Antarctic Village is a symbol of the plight of those struggling to transverse borders and to gain the freedom of movement necessary to escape political and social conflict. Dotted along the ice, the tents formed a settlement reminiscent of the images of refugee camps we see so often reported about on our television screens and newspapers. Physically the installation Antarctic Village is emblematic of Ortas’ body of work, composed of what could be termed modular architecture and reflecting qualities of nomadic shelters and campsites. The dwellings themselves are hand stitched together by a traditional tent maker with sections of flags from countries around the world, along with extensions of clothes and gloves, symbolising the multiplicity and diversity of people. Here the arm of faceless white-collar worker’s shirt hangs, there the sleeve of a children’s sweater. Together the flags and dissected clothes emblazoned with silkscreen motifs referencing the UN Declaration for Human Rights make for a physical embodiment of a 'Global Village'.

Via Share Some Candy.

penguin


They are extraordinarily like children, these little people of the Antarctic world, either like children, or like old men, full of their own importance and late for dinner, in their black tail-coats and white shirt-fronts—and rather portly withal.
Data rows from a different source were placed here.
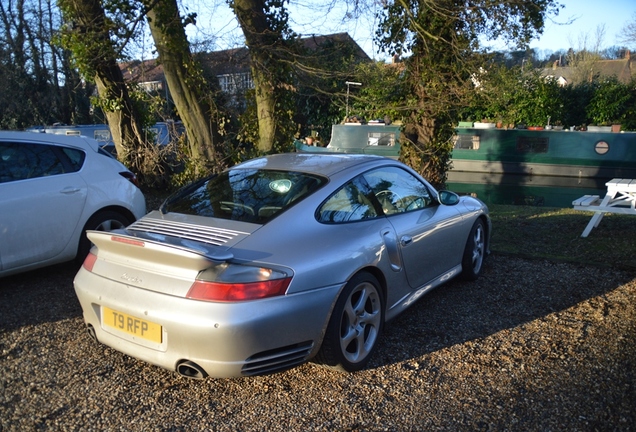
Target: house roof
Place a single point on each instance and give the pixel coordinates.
(230, 61)
(624, 69)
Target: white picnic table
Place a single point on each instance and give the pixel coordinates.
(620, 198)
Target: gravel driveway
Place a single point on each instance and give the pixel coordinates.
(532, 345)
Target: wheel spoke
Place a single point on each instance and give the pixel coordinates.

Apsley Cherry-Garrard on penguins

Image: Penguin. 1992 Origami by Michael LaFosse.

polar exploration


Polar exploration is at once the cleanest and most isolated way of having a bad time which has been devised. It is the only form of adventure in which you put on your clothes at Michaelmas and keep them on until Christmas, and, save for a layer of the natural grease of the body, find them as clean as though they were new. It is more lonely than London, more secluded than any monastery, and the post comes but once a year. As men will compare the hardships of France, Palestine or Mesopotamia, so it would be interesting to contrast the rival claims of the Antarctic as a medium of discomfort. A member of Campbell's party tells me that the trenches at Ypres were a comparative picnic. But until somebody can evolve a standard of endurance I am unable to see how it can be done. Take it all in all, I do not believe anybody on earth has a worse time than an Emperor penguin.

Apsley Cherry-Garrard, The Worst Journey in the World.

Image: 'View of ice, with the ship 'Terra Nova' in the distance, taken 7 January 1911 by Herbert George Ponting during the British Antarctic Expedition.' From here.